Sur son site actuel, la PME envisage, en effet, la construction d’un nouveau bâtiment où seront installés des outillages, des machines et différents équipements modernes, automatisés et numérisés qui mobiliseront la plus grosse partie de l’enveloppe financière. Cet atelier viendra compléter l’outil de production historique s’étendant sur une surface couverte de 15 000 m2. Grâce à ce nouveau parc-machines, l’exploitation forestière a l’objectif d’être, à l’avenir, en mesure de transformer de manière optimisée des bois feuillus ou résineux de diamètre et de longueur variables. Jusqu’alors, elle était spécialisée dans la fabrication de traverses de bois pour les infrastructures ferroviaires mais aussi la tonnellerie, le parquet, le sciage de plots, les poutres et carrelets ainsi que les palettes et emballages maritimes en travaillant des matières comme le chêne, le hêtre, l’épicéa et le pin.

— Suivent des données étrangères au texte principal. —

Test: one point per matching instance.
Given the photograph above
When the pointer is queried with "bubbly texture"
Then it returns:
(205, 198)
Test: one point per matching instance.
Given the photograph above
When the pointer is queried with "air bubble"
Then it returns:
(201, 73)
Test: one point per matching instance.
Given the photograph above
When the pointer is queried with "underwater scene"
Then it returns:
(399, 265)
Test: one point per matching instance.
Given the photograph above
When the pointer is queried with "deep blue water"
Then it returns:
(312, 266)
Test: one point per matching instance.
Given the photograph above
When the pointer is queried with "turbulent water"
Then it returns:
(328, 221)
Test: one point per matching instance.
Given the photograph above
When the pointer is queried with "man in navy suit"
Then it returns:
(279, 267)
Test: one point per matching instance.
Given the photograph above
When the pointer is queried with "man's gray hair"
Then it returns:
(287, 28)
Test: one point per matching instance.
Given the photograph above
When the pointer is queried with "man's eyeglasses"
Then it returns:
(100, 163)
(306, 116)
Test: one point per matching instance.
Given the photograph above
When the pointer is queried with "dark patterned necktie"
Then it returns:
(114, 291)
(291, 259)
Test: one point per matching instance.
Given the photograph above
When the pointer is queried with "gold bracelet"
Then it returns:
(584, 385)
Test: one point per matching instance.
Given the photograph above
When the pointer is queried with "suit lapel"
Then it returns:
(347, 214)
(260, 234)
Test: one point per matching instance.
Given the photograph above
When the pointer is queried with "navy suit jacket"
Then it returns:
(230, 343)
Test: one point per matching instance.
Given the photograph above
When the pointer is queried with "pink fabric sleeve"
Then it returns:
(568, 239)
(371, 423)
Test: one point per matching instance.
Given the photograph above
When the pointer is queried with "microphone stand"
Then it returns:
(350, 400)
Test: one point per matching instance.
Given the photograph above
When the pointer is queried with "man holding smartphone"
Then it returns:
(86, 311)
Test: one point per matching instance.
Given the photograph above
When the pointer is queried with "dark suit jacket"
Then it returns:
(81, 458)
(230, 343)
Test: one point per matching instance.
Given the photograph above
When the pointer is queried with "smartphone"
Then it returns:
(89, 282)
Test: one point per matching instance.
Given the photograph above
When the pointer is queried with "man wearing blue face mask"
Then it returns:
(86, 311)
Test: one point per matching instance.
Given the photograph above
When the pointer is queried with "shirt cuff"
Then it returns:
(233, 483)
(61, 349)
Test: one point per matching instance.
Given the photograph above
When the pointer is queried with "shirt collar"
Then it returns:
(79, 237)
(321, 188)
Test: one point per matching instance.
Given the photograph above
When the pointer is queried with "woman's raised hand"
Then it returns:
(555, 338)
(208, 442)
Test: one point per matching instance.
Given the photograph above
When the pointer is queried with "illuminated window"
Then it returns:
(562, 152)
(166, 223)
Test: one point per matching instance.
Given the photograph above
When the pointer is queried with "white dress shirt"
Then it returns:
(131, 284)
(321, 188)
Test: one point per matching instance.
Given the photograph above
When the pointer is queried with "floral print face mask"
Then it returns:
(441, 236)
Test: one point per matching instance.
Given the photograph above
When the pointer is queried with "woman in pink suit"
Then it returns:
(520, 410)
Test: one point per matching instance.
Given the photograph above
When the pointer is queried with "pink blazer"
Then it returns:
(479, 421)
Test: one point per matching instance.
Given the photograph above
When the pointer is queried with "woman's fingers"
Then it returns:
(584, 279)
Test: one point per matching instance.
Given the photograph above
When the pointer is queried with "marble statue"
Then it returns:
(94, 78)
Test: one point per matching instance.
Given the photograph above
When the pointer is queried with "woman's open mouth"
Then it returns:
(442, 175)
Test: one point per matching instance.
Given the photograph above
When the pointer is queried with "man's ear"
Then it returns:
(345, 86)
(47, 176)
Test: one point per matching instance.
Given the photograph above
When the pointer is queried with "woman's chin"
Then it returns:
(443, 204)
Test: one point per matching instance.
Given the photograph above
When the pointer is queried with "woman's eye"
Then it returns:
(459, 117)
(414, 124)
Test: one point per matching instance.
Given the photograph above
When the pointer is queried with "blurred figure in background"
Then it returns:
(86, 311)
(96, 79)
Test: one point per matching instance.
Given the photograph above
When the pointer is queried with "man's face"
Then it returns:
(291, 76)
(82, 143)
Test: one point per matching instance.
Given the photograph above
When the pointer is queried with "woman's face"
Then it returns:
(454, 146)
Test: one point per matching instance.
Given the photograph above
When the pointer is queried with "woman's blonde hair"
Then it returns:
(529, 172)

L’ampleur du projet n’a pas échappé à l’attention de l’Etat qui, à travers le fonds d’accélération des investissements industriels et du programme Territoires d’industrie, a récemment retenu l’établissement ardennais dans le cadre du plan France Relance. Il prendra donc part au montage financier d’un projet qui induira la création de huit emplois.